- Leader: Cllr James Giles
- Founded: 16 February 2017; 9 years ago
- Headquarters: 53 South Park Grove, New Malden, KT3 5DA, United Kingdom
- Colours: Pink
- Kingston upon Thames London Borough Council: 2 / 48

Website
- kirg.org.uk

= Kingston Independent Residents Group =

The Kingston Independent Residents Group (KIRG) in Kingston, is a minor political party in the United Kingdom. Launched in 2017 by Mary Clark and James Giles, it formed from a number of residents' groups in the area of Kingston upon Thames in southwest London. At the time, the group claimed to be "proudly founded by those of all political persuasions and none". Sitting councillors Mary Clark and David Fraser defected from the Conservative Party prior to the 2018 election. The party promotes a local agenda that seeks to give residents, towns and parishes a greater say in the future of their town. Until May 2026 they had four seats on Kingston upon Thames London Borough Council, following defections, and formed the main opposition group. After the May elections, they again hold two seats.

The party was first led by Mary Clark, with Helen Hinton as her deputy. Clark died in 2022. The current leader is James Giles, who served as George Galloway's campaign chief for the 2021 Batley and Spen and 2024 Rochdale by-elections, was an advisor to the independent Members of Parliament Ayoub Khan, Shockat Adam, Adnan Hussain and Iqbal Mohamed frome July 2024 to January 2026.

==Electoral history==
Kingston Independent Residents Group fought their first local elections in May 2018, with 15 candidates standing for seats in the Kingston upon Thames London Borough Council. They did not win any seats.

They fielded nineteen candidates in the 2022 Kingston upon Thames London Borough Council election, receiving 5% of the vote and winning a seat for James Giles in Green Lane and St James ward.

In the November 2022 Green Lane and St James by-election, Yvonne Tracey of the Kingston Independent Residents Group, Giles's grandmother and a life-long resident of New Malden, won the party's second seat on the Kingston Borough Council, gaining it a second seat of the Green Lane and St James ward from the Liberal Democrats. Following a campaign pledge, she gave her first year's councillor allowance of over £8,800 to charity.

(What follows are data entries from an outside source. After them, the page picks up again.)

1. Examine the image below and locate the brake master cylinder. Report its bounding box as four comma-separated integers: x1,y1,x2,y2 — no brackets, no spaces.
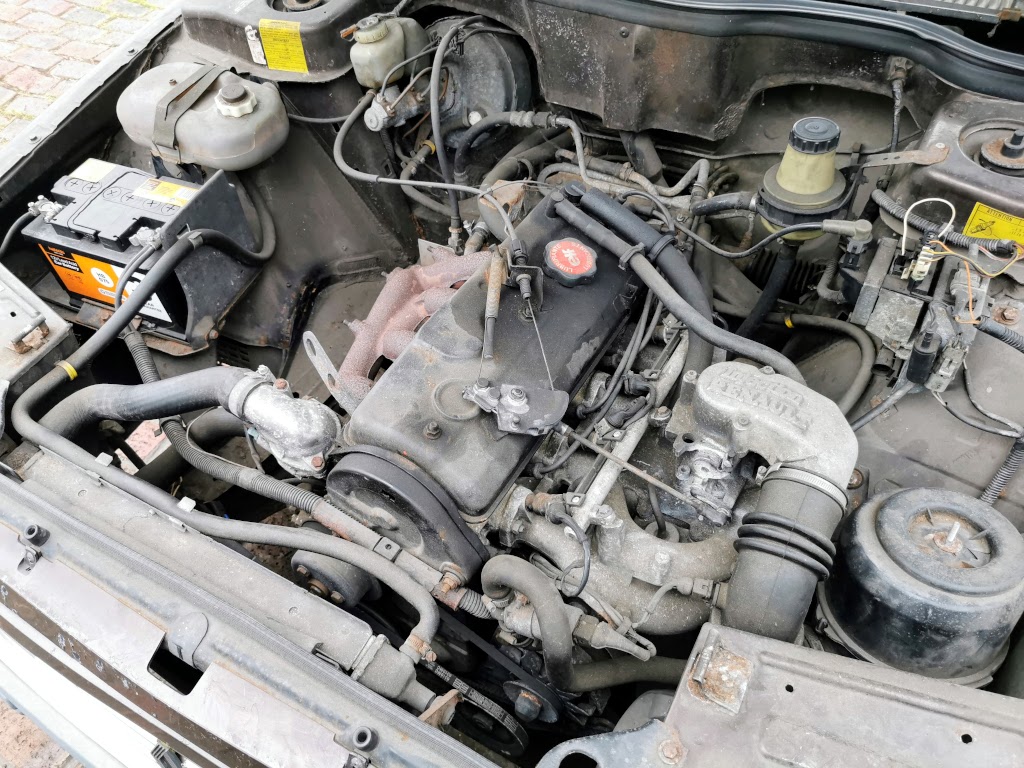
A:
758,118,846,240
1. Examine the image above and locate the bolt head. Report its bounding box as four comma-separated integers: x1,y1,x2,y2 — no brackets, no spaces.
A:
657,738,683,763
993,306,1021,326
515,690,544,723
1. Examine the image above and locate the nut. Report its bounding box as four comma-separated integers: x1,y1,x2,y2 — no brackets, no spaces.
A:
992,306,1021,326
657,738,683,763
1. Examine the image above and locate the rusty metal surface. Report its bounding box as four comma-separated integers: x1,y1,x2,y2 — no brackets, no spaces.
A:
539,625,1024,768
329,251,490,413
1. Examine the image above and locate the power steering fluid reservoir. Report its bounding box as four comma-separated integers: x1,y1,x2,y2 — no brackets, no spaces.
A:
758,118,847,241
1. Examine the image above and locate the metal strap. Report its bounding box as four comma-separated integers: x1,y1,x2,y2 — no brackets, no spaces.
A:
153,65,227,158
761,466,850,509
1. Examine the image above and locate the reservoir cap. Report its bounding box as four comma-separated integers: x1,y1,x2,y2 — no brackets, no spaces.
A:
790,118,840,155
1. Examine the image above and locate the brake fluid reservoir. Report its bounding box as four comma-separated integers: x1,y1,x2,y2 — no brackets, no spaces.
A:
117,61,289,171
758,118,846,240
349,16,429,88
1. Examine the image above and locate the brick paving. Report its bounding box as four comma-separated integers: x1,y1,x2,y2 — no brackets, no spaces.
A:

In January 2024, KIRG councillor Yvonne Tracey announced her plan to contest the 2024 United Kingdom general election as a candidate in Kingston and Surbiton, challenging incumbent MP Ed Davey, Leader of the Liberal Democrats, in response to the ongoing Post Office scandal, for which Davey was the Under-Secretary for Postal Affairs between 2010–12. Tracey lost her deposit, coming sixth with 2.3% of the vote.

==Campaigns==
In October 2021, Giles led a fundraising effort by the New Malden residents against the council's failure to reject the proposed nine-storey building to replace a defunct department store in the town's high street. He also announced a petition to switch to direct mayoral elections in Kingston, following their implementation in Croydon.

In September 2023, KIRG councillors Tracey and Giles launched a petition and a direct appeal for Marks & Spencer to replace Wilko in New Malden High Street.